- Born: c. 1312 Norfolk, England
- Died: 7 July 1349 (aged c. 36-37) Yorkshire, England
- Spouse: John de Mowbray, 3rd Baron Mowbray (m. 1326/27; her death 1349)
- Issue: John de Mowbray, 4th Baron Mowbray
- House: Lancaster
- Father: Henry, 3rd Earl of Lancaster
- Mother: Maud Chaworth

= Joan of Lancaster =

Joan of Lancaster (c. 1312 - 7 July 1349) sometimes called Joan Plantagenet after her dynasty's name, was the third daughter of Henry, 3rd Earl of Lancaster and Maud Chaworth.

==Royal family ties==
Joan of Lancaster was born c. 1312 at Grosmont Castle in Monmouthshire. Her father was the son of Edmund Crouchback, 1st Earl of Lancaster and Blanche of Artois, Queen Dowager of Navarre, a granddaughter of Louis VIII of France and Blanche of Castile. Her paternal great-grandparents were Henry III of England and Eleanor of Provence. Joan was thus doubly descended from Henry II and Eleanor of Aquitaine.

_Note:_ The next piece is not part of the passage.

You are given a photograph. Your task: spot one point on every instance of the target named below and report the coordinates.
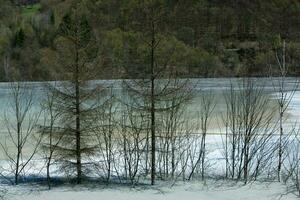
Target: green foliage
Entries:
(205, 32)
(27, 11)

Joan's mother was a half-sister of Edward II's favorite, Hugh le Despenser the Younger, through the remarriage of Maud's mother, Isabella de Beauchamp, to Hugh le Despenser, 1st Earl of Winchester. Joan had one brother, Henry of Grosmont, 1st Duke of Lancaster, and five sisters, Blanche, Baroness Wake of Liddell, Isabel, Abbess of Amesbury, Maud, Countess of Ulster, Eleanor, Countess of Arundel and Warenne, and Mary, Baroness Percy.

Joan's niece, Elizabeth de Burgh, Countess of Ulster, married Lionel of Antwerp, Duke of Clarence, the second surviving son of Edward III and Philippa of Hainault, a marriage that would create a line of descent to strengthen the Yorkist claim to the throne in the Wars of the Roses. Another niece, Blanche of Lancaster, married the third surviving son of Edward III, John of Gaunt, and became the mother of the first Lancastrian king of England, Henry IV.

==Marriage and children==
Joan married John de Mowbray, 3rd Baron Mowbray on 28th of February 1327. They had three children:

- Blanche de Mowbray (died 1409), who was married five times - first, to John de Segrave; second, to Robert Bertram; third, to Thomas Poynings; fourth, to Sir John Worth; and fifth, to Sir John Wiltshire.
- Eleanor de Mowbray (d. 29 June 1387), who was married twice - first, to Roger la Warr, 3rd Baron De La Warr (1326-1370) as his third wife, before 23 July 1358; and second, to Sir Lewis de Clifford.
- John de Mowbray, 4th Baron Mowbray (25 June 1340 – 1368), married Elizabeth de Segrave

Joan died in Yorkshire, England of the plague. She was interred at Byland Abbey in North Yorkshire.